Additionally, certain modules are very sensitive and must keep their original high precision (BF16 or FP32), such as:

Embedding modules.
Output heads.
Normalization operators.
Attention operators.

By smartly using FP8 for high-volume multiplications and FP32/BF16 for sensitive parts, DeepSeek achieves major speed improvements and memory reduction compared to only using BF16.

2. Fine-Grained Quantization

The second major technique DeepSeek implemented is Fine-Grained Quantization. This technique solves a common problem in quantization related to outliers.

A. The Problem with Standard Quantization

Normally, to quantize a sequence of numbers (like a vector of data) to a lower precision (e.g., FP32 to Int8), you scale the entire sequence by dividing all numbers by the single highest absolute value.

The weakness of this approach is outliers. An outlier is a single number that is much larger than all others.

If you have one very large outlier, that large number forces the scaling factor to be very small for the rest of the numbers. When small numbers are scaled down and then converted to low precision (like FP8), they lose their original precision significantly, which affects accuracy when you de-quantize them later.

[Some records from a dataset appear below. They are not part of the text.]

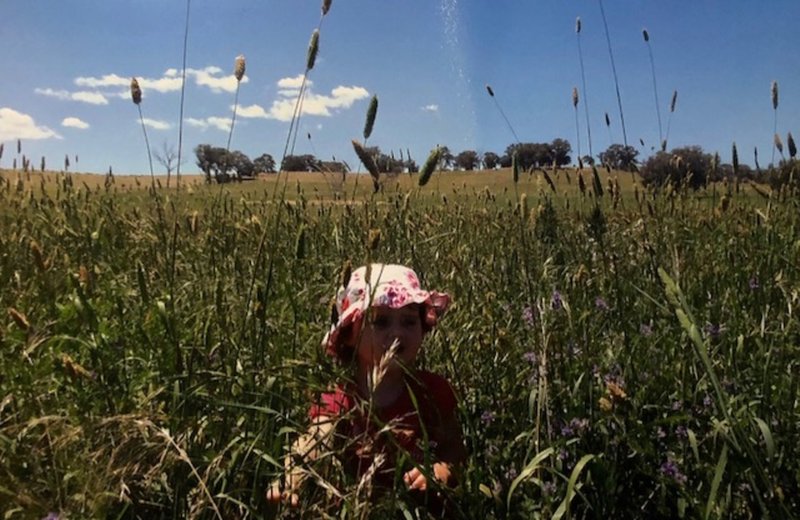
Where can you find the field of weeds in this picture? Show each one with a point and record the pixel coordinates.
(626, 355)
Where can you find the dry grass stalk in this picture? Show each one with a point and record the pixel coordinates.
(430, 165)
(136, 91)
(774, 92)
(369, 162)
(778, 144)
(239, 67)
(372, 112)
(313, 49)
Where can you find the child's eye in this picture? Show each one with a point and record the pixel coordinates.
(380, 322)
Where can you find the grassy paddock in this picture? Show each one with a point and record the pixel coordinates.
(614, 357)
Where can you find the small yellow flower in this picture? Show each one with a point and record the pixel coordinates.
(615, 391)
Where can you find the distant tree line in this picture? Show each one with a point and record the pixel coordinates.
(687, 166)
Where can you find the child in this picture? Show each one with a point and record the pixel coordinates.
(390, 410)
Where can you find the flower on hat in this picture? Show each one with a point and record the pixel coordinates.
(387, 285)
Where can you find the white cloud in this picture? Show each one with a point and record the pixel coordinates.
(156, 124)
(210, 77)
(74, 122)
(220, 123)
(16, 125)
(340, 97)
(293, 83)
(109, 80)
(253, 111)
(93, 98)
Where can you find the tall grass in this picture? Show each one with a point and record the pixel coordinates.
(614, 71)
(578, 28)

B. The Fine-Grained Solution

DeepSeek’s solution is to avoid using one scaling factor for the whole block of numbers.

Fine-grained quantization works by dividing the input vector or weight matrix into smaller chunks.

Divide into Chunks: If you have an input vector (like a token embedding), it is broken down into smaller groups, perhaps 128 values each. If you have a weight matrix (like a 256x256 matrix), it is split into smaller blocks (e.g., four 128x128 blocks).
Separate Scaling: Crucially, each chunk gets its own scaling factor. The scaling factor for a chunk is found only by looking at the maximum value within that chunk.

This means if one chunk has a huge outlier, only that chunk's scaling is affected. The other chunks, which might contain smaller but important numbers, keep their precision because they are scaled appropriately by their own maximum value.

This method retains accuracy and precision better, especially when dealing with data that has large differences in values.

We have now covered the Mixed Precision Framework and Fine-Grained Quantization, two core ideas in DeepSeek's approach to efficient training. These techniques allow the model to use less memory and run faster by managing how data is stored and calculated. In the next part, we will explore further quantization ideas, like increasing accumulation precision.